Tunus'a gidince şaşırmaya hazır olun

Komşularına bakıldığında 'laikliğin kalesi' olma özelliğini koruyan Tunus, vize istememesi nedeniyle de Türk turistler için cazip bir ülke. Daha havaalanına indiğiniz andan itibaren Tunus'ta kendinizi hiç yabancı gibi hissetmiyorsunuz. Sarı taksileri dahil pek çok şeyleri bize benziyor. Hatta ufak bir ayrıntı dışında bayrakları bile...

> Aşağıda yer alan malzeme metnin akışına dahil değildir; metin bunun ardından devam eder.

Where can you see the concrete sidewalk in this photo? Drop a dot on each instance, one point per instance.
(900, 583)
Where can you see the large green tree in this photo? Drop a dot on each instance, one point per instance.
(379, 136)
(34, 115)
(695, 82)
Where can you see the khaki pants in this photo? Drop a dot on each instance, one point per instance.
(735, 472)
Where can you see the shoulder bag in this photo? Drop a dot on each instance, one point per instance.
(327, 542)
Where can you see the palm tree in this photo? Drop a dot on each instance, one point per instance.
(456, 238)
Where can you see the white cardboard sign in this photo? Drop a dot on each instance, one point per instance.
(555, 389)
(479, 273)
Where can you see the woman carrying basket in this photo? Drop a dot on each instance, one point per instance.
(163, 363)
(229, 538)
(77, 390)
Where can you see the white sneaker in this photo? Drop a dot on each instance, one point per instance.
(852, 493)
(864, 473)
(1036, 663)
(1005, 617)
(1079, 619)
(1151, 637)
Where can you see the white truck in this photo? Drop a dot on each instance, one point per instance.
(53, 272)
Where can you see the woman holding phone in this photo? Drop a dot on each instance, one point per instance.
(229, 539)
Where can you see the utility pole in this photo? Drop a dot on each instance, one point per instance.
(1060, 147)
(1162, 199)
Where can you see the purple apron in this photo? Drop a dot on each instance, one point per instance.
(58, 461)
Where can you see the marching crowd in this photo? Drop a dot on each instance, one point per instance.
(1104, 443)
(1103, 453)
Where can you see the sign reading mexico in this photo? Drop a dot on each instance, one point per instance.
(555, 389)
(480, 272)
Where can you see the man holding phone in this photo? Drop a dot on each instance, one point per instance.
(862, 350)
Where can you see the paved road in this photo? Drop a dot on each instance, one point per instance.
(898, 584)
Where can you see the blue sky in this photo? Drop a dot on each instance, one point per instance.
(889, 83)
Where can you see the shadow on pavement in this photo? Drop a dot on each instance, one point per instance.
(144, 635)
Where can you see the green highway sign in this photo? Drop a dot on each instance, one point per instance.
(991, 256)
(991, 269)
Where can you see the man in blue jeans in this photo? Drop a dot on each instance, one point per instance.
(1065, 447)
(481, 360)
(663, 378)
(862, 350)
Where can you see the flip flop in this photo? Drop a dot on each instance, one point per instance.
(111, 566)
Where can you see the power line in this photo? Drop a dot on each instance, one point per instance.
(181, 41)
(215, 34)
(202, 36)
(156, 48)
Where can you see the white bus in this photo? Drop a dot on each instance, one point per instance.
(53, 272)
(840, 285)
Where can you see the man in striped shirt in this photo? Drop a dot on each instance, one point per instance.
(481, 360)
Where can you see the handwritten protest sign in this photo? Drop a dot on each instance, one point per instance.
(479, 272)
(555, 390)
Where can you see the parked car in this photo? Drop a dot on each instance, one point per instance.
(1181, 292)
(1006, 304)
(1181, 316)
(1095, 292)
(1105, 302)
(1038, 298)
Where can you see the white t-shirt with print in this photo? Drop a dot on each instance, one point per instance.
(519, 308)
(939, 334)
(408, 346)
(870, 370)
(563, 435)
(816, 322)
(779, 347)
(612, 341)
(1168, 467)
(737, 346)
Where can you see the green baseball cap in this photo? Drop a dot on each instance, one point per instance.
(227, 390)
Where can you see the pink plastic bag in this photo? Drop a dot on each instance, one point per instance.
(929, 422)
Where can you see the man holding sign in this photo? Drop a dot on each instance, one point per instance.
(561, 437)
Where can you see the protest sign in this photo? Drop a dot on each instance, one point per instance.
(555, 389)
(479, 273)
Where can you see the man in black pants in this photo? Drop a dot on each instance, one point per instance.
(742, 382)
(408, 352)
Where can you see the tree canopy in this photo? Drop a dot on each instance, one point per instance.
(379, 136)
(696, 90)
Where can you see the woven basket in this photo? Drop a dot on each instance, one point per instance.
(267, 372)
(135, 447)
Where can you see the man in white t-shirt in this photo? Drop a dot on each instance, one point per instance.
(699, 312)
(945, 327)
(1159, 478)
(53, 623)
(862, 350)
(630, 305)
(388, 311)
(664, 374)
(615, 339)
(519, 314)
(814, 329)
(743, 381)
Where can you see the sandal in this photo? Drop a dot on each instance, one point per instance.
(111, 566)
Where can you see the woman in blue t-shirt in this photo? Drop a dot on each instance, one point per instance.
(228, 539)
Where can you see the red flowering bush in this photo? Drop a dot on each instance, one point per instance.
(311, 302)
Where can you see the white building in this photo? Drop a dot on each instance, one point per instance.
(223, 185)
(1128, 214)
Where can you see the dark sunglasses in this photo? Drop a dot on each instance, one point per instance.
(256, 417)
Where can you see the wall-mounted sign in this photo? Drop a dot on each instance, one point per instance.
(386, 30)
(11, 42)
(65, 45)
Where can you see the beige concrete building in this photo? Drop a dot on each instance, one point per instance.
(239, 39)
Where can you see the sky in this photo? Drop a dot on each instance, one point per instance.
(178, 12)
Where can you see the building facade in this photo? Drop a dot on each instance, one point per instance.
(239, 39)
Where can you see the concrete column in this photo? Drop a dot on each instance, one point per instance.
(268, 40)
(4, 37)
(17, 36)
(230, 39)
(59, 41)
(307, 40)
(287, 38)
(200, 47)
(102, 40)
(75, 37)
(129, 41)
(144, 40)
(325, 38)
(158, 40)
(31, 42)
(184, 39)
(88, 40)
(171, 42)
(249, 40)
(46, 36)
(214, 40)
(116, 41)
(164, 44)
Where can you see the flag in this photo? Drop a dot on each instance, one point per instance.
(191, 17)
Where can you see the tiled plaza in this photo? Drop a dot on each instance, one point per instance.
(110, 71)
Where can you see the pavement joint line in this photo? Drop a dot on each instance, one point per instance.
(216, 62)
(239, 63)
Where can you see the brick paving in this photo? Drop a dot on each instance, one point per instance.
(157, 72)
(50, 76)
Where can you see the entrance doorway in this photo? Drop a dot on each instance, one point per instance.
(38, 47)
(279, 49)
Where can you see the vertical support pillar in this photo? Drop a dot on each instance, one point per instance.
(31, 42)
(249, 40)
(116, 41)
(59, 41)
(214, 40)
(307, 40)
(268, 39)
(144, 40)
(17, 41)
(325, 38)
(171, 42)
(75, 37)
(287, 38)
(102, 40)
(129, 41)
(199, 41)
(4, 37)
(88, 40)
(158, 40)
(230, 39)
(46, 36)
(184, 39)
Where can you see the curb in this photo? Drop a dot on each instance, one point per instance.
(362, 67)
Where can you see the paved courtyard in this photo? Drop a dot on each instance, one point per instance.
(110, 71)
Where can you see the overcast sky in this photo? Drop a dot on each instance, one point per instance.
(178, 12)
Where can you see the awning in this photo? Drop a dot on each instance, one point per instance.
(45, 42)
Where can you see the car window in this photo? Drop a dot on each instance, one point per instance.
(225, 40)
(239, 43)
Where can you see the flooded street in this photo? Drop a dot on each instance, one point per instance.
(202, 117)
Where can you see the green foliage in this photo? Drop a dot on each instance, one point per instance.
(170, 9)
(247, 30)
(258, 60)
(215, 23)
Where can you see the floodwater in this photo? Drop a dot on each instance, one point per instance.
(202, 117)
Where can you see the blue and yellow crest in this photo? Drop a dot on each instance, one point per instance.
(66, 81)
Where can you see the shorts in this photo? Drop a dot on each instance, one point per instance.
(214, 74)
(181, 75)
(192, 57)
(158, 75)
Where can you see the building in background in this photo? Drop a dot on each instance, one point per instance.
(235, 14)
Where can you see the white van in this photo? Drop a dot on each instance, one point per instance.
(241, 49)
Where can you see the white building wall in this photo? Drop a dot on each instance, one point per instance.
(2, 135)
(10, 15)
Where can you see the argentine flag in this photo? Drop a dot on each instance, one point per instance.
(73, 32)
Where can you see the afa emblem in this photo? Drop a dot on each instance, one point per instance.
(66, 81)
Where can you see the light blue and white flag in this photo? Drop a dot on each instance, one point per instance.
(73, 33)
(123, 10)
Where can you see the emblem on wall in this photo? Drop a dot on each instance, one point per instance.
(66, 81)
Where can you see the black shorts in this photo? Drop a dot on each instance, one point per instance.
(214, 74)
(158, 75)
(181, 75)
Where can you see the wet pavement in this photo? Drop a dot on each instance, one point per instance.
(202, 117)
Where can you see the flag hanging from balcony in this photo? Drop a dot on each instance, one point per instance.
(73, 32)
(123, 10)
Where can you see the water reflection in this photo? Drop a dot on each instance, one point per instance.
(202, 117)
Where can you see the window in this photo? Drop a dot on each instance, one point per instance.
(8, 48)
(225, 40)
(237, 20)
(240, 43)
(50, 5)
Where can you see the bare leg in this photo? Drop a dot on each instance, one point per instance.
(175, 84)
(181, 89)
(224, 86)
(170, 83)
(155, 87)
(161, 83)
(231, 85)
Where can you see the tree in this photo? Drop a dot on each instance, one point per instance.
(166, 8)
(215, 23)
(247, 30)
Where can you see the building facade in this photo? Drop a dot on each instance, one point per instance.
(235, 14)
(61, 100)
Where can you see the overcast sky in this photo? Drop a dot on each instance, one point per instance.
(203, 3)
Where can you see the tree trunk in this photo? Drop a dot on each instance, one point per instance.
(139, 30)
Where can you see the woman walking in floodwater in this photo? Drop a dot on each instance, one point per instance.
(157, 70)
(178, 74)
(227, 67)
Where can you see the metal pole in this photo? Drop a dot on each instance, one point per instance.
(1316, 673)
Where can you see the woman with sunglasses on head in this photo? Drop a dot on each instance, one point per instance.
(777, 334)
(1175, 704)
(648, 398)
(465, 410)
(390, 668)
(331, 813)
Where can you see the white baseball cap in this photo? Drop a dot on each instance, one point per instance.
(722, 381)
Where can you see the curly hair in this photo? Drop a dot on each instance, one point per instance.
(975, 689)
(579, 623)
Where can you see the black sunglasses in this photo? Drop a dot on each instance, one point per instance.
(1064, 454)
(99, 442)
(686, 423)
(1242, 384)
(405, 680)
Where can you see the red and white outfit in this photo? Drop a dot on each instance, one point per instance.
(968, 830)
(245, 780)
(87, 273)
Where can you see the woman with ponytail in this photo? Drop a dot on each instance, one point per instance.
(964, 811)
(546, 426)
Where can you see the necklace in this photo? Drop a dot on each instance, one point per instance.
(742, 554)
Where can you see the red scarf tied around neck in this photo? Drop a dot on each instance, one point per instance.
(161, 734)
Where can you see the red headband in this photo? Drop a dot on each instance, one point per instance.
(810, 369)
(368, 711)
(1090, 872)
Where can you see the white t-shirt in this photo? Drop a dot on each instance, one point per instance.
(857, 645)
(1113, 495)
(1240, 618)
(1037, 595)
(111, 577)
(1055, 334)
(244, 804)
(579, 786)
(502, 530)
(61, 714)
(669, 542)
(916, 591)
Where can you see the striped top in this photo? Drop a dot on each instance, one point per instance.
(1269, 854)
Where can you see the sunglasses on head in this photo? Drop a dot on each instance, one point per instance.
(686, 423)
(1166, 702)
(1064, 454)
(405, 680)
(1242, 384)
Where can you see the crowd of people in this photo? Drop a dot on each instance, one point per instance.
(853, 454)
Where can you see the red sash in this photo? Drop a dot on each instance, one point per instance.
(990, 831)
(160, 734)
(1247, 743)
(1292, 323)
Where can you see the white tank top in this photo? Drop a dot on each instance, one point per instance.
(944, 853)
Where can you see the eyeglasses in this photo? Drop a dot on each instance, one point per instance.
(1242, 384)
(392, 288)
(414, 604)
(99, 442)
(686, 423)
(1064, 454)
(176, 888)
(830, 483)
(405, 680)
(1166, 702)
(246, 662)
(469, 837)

Yayınlanma: 30.09.2008 - 12:24
Abone Ol google-news

Kuzey Afrika'da Cezayir ile Libya arasında yaklaşık bin 300 kilometreyi bulan sahilleriyle turizm açısından potansiyel zenginliklere sahip ülke: Tunus... Roma'ya kafa tutan Hannibal'ın Kartaca'sıyla, dünyanın en büyük mozaik müzesi Bardo'yla, incecik beyaz kumlu kumsallara sahip Hammamet'le, biraz Yunan adası Santorini, biraz Bodrum izleri taşıyon Sidi Boi Said ve Sousse şehirleriyle görülmeye değer bir ülke...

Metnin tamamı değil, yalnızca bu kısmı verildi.